En “El malestar en la cultura”, Sigmund Freud hace una curiosa analogía entre la psique humana y el acervo arquitectónico de las ciudades. El creador del psicoanálisis subraya que así como en nuestra psique los recuerdos del pasado se confunden con los afectos y pulsiones del presente, en las ciudades los restos del pasado conviven e interactúan con la urbe de hoy, y así como nuestros recuerdos del pasado nunca son “olvidados” por completo, cada vez que excavamos en las ciudades el pasado emerge y sale de nuevo a la luz.

Años después de la finalización de la Guerra del 48 y de la fundación de la Segunda República se erige en San José una estatua en un espacio urbano simbólicamente muy significativo: frente a la avenida que conduce al corazón de la capital y al lado del edificio principal del aeropuerto internacional. Esto significa que todos los visitantes del exterior que llegaban por aire a Costa Rica forzosamente tenían que verla.

Pero tal vez lo más curioso sea que la estatua no representaba a algún fundador del Estado costarricense o a algún prócer de la Campaña del 56, ni siquiera a alguna figura del recientemente vencedor Ejército de Liberación Nacional. La estatua representaba a León Cortés Castro, un ex-presidente que pertenecía a un partido que prácticamente había dejado de existir y que era más recordado por su poco disimulada simpatía por Hitler y Mussolini que por su legado.

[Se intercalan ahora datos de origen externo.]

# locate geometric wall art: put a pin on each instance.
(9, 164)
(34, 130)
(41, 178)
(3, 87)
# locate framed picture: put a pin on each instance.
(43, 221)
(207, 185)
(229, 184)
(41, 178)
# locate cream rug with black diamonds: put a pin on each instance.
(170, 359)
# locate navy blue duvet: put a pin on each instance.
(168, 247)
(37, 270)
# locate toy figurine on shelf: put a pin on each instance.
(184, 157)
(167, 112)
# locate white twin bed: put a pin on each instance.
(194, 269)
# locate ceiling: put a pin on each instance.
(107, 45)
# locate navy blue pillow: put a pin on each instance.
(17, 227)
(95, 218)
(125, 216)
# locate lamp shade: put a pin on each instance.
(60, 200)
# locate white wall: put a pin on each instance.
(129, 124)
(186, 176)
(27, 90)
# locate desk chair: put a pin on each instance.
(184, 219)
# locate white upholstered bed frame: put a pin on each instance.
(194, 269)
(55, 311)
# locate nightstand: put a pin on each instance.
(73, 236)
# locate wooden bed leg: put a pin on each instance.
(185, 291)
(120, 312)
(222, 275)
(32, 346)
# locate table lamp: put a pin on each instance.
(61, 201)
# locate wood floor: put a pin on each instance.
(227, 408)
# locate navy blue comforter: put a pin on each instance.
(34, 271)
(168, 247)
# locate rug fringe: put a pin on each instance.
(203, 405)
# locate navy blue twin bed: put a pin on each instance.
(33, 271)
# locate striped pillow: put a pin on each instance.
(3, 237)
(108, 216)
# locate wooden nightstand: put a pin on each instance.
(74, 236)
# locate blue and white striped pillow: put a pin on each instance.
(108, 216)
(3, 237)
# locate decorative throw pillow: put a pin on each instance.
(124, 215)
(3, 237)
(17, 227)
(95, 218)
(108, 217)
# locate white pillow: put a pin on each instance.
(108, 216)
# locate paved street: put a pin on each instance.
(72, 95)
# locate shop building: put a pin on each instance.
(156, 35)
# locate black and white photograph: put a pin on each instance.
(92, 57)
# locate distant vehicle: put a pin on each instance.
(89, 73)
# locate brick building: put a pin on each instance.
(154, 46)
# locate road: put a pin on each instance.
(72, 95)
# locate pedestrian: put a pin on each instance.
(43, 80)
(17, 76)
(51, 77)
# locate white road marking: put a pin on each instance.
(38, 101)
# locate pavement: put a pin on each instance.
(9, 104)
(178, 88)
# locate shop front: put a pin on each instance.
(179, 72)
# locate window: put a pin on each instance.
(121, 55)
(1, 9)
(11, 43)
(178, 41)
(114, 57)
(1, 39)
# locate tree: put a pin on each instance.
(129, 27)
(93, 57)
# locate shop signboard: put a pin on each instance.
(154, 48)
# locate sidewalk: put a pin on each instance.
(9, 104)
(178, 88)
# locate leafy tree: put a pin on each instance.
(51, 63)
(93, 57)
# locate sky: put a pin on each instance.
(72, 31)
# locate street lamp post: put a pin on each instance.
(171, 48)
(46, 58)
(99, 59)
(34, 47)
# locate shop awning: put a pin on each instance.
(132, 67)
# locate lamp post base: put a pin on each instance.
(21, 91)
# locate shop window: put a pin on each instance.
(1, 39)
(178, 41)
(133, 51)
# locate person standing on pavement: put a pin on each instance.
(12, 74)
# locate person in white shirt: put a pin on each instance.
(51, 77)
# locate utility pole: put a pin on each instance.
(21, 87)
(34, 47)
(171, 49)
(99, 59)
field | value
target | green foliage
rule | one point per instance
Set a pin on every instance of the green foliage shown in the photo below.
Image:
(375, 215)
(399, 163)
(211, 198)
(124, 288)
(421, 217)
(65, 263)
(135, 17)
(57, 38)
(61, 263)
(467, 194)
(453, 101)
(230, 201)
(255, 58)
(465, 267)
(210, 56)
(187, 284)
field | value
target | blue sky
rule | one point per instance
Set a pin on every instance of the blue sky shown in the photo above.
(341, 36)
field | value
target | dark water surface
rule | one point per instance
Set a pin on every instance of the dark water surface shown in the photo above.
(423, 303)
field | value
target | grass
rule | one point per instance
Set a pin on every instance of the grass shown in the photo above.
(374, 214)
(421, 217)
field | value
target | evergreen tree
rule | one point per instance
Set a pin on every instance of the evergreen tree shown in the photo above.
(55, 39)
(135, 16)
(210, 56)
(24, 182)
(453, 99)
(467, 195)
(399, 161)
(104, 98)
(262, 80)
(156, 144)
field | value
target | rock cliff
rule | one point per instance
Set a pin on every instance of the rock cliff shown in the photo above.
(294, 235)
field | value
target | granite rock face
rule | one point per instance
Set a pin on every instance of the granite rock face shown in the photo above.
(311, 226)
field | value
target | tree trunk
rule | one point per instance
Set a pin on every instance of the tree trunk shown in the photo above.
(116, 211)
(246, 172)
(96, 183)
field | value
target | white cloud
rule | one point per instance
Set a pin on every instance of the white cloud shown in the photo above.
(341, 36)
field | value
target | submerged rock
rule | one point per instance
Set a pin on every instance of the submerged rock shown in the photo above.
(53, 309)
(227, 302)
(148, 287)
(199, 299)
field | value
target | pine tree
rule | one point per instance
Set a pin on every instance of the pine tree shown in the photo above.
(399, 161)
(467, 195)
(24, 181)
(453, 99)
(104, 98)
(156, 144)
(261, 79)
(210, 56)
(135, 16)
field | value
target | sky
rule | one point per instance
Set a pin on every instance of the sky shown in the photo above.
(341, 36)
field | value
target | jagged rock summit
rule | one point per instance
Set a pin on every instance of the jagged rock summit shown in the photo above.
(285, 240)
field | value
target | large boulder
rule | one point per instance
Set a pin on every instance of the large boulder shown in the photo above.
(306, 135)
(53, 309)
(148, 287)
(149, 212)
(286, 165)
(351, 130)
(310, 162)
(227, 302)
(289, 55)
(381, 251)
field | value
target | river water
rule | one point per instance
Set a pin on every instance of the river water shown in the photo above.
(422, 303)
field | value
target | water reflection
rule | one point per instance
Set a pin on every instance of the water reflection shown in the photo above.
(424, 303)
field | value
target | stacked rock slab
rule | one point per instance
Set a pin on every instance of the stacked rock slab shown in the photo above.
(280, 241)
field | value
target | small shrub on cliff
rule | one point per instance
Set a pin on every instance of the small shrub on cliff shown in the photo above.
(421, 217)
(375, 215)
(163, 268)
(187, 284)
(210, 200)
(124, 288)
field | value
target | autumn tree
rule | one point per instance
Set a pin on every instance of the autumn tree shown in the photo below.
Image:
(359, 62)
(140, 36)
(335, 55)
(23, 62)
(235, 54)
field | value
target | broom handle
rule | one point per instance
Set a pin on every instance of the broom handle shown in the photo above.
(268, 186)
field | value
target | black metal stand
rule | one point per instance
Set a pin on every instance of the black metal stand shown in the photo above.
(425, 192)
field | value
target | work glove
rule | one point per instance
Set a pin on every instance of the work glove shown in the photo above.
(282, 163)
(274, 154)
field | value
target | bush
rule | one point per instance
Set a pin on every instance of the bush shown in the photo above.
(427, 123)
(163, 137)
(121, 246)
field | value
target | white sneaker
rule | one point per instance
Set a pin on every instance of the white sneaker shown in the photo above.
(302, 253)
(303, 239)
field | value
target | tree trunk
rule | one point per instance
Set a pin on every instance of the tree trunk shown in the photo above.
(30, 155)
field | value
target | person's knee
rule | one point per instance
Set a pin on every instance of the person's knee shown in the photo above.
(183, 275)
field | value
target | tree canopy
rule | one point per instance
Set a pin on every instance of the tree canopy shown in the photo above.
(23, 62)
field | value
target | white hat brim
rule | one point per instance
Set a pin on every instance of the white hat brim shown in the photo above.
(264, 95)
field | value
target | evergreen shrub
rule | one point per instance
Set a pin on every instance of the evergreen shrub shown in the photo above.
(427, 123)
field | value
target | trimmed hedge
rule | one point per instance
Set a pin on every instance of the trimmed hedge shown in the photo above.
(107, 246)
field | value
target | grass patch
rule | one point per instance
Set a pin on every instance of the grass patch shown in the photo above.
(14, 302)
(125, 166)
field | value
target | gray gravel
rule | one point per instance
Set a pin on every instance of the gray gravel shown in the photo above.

Décadas después, el homenajeado había pasado al olvido y el lugar se había convertido en una especie de playground para los niños que visitaban la Sabana. Es solo cuando aparece una iniciativa de un grupo de personas para derribar la estatua que muchos se acuerdan del susodicho y se genera una discusión maniquea entre defensores y detractores del monumento.

Aplicando la analogía freudiana a la discusión sobre el destino de la estatua de León Cortés, podríamos interpretar al monumento en cuestión como un resabio poco agradable de nuestro pasado que nos recuerda que nuestra historia nunca ha sido ni tan idílica ni tan tolerante como muchas veces quisiéramos creer. Y precisamente por eso es tan absurdo pretender destruirlo por completo como pretender conservarlo exactamente igual, como si la sociedad costarricense de hoy fuera la misma que la de la segunda mitad del siglo XX.

En lugar de destruirlo, ¿no podríamos resignificarlo? Considerando que han pasado más de setenta años desde la finalización de nuestro último conflicto civil armado, ¿por qué no convertirlo en un espacio dedicado al recuerdo de las víctimas de ambos bandos de la Guerra del 48? Además de recuperar un espacio público tan cargado simbólicamente, en tiempos de crisis y de creciente polarización como los que vivimos, sería una clara advertencia para las generaciones presentes y futuras de que la violencia y el odio fratricida también han sido parte de nuestra historia.